Pesticides used in pet flea-treatments occur widely in Welsh rivers and were detected in over three quarters of river water samples, finds new research by Cardiff University and Natural Resources Wales.
The study found that two pesticides from flea treatments, imidacloprid and fipronil, exceeded safe levels in almost half of the samples from urban locations.
Professor Steve Ormerod, Cardiff University's Water Research Institute, said: "Wastewater is known to transport veterinary pesticides into rivers after pet owners wash treated animals, their contaminated bedding, or their own hands after handling externally applied insecticides. We wanted to see how these chemicals might be reaching Welsh waters, and at what levels, to assess their potential impacts."
As well as the two pet-flea treatment compounds, the researchers also investigated a veterinary sheep dip chemical, diazinon, in nine Welsh rivers between 2021 and 2023. They analysed 140 samples from rural and urban rivers, and also assessed fish and macroinvertebrate communities in the most contaminated river.
They found imidacloprid in 77% of samples and fipronil in 44%.
The highest levels occurred in a small Cardiff stream, Roath Brook. Concentrations in this stream were over 11-45 times above safe levels and were linked to adverse effects on aquatic insects, including mayflies.
The also team found that both compounds increased downstream in urban areas, where waters received wastewater outfalls and sewer misconnections.

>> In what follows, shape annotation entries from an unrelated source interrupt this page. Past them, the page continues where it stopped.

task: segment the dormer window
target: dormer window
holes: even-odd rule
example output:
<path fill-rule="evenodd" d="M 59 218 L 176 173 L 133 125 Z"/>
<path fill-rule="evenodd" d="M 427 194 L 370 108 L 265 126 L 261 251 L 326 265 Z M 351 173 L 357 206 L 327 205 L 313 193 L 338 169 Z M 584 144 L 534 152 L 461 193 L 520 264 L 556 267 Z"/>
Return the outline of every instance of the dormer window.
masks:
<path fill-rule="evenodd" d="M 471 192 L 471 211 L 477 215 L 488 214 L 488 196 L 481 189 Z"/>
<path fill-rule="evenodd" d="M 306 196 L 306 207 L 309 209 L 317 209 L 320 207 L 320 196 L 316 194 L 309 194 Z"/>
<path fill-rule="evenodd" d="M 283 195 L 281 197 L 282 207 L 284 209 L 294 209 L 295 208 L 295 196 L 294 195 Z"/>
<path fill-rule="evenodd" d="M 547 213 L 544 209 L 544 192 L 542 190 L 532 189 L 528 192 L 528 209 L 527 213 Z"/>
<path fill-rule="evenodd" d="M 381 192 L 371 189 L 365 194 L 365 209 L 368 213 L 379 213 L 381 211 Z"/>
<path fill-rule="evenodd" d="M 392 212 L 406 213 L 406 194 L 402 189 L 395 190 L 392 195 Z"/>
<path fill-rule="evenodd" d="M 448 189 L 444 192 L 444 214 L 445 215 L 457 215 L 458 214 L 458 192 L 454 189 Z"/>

We were able to demonstrate that wastewater release from sewage treatment and misconnected sewers are important routes for flea-treatments into water courses.

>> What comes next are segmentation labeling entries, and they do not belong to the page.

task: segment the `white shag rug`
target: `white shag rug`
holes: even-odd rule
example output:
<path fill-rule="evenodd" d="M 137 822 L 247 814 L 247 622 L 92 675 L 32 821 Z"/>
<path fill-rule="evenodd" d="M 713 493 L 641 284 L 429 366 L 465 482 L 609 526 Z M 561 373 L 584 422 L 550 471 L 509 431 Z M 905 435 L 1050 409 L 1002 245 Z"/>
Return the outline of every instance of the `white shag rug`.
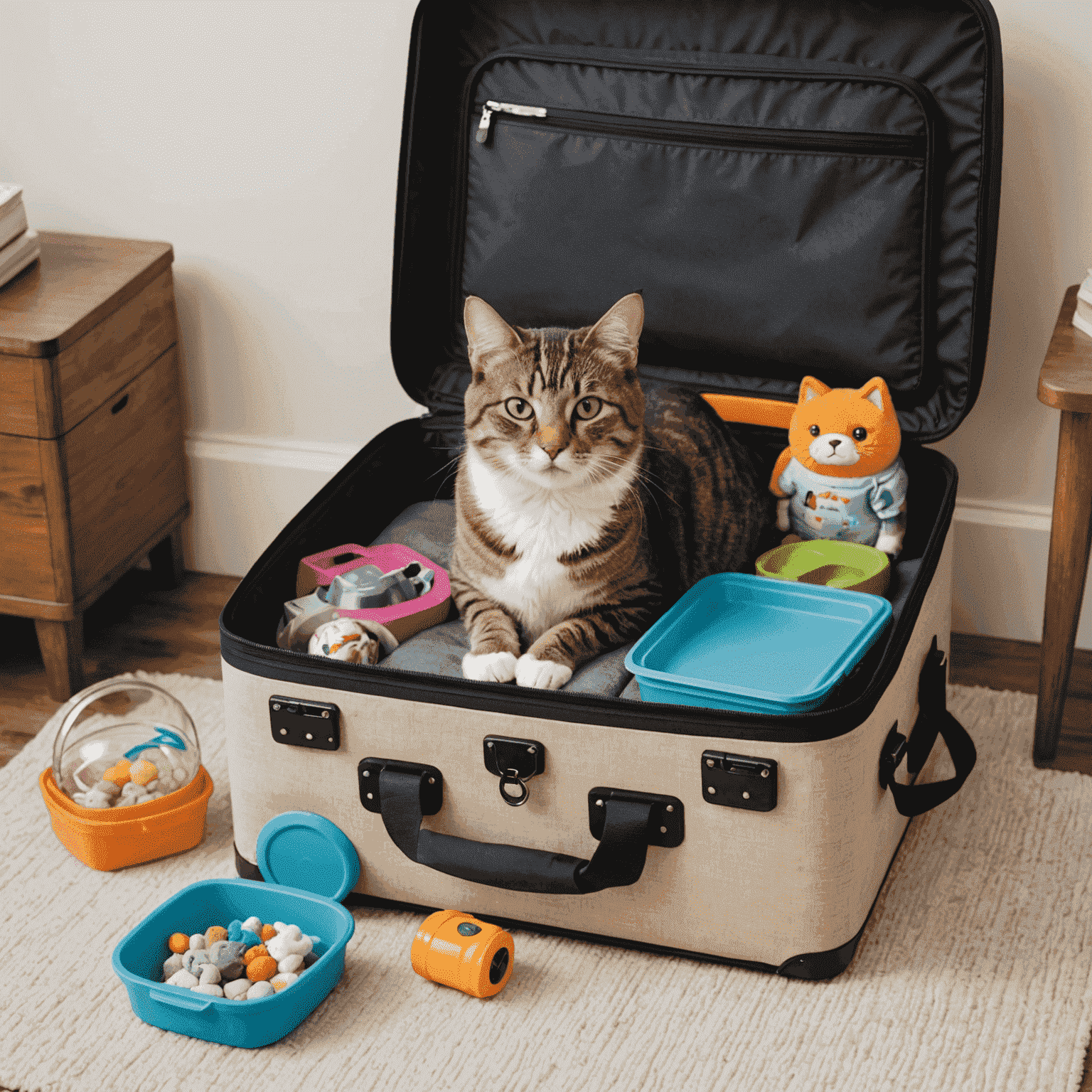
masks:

"Sewer misconnections are relatively widespread in urban areas – such as in the Roath Brook catchment – but are often overlooked as pollution sources and might affect over 5-10% of properties," added Professor Ormerod.

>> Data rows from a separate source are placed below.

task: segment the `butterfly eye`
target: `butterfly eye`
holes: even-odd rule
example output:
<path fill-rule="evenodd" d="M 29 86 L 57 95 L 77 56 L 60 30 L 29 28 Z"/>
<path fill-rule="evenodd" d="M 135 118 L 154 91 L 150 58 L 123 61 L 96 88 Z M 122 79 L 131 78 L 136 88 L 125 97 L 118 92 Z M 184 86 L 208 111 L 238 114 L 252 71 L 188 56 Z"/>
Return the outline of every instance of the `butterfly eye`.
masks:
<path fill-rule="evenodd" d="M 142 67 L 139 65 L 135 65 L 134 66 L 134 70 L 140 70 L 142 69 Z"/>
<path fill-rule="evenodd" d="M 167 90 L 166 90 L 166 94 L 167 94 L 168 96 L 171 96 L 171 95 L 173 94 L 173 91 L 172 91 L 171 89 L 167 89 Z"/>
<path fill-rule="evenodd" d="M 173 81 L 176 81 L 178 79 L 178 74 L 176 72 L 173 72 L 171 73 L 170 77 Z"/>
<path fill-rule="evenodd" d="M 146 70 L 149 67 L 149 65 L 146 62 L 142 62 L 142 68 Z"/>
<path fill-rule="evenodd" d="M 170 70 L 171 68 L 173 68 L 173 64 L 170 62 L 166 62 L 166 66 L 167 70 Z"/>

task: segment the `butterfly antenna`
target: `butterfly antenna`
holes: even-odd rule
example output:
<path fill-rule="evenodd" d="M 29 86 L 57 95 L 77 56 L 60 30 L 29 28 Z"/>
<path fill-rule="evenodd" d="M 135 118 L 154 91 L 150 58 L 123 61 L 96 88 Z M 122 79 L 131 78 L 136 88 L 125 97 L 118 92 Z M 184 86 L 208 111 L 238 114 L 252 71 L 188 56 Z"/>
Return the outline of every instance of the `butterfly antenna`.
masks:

The team's research is the first study to show how sewer misconnections form a 'down-the-drain' pathway through which flea-treatment chemicals reach rivers.
In contrast, diazinon occurred in local patches, reflecting its use in sheep-dips, and concentrations were at 3-17 times safe levels in some of the rural sheep-rearing areas of the Wye, Tywi and Ely systems.
The study's first author, Molly Hadley from Cardiff University's Water Research Institute, said: "These new data add to growing concern about the presence of veterinary pesticides in rivers. These are chemicals designed to prevent or remove unwanted insects on pets and livestock, but our evidence shows that current uses appear to cause levels in water that are sufficiently toxic to harm river wildlife."
Professor Ormerod added: "For several decades, rivers in Britain were recovering ecologically from the gross pollution problems of the 20th century, but this trend has slowed and might even be reversing. Human and veterinary pharmaceuticals could be partly responsible – and these new data on chemicals used widely to treat livestock or domestic pets align with that view."
It's clear that we're not on top of recognising or controlling some overlooked routes for such chemicals into rivers - in this case misconnected sewers or the disposal of sheep dip.
Anthony Gravell, lead specialist analyst with Natural Resources Wales, said: "Collaborating with Cardiff University has allowed us to focus the specialist analytical expertise and advanced instrumentation within Natural Resources Wales' Analytical Services team to generate important new evidence showing that veterinary pesticides from both urban and rural sources are reaching Welsh rivers at levels that can harm wildlife. This will inform Natural Resources Wales' future monitoring and wider work to reduce river pollution"
The research, Occurrence, patterns and previously overlooked sources of three veterinary ectoparasiticides in rural and urban Welsh rivers , was published in "Environmental Pollution". Working alongside Natural Resources Wales' Analytical Services (Swansea), Cardiff academics and students of all grades – undergraduate, MSc and PhD – contributed to the study.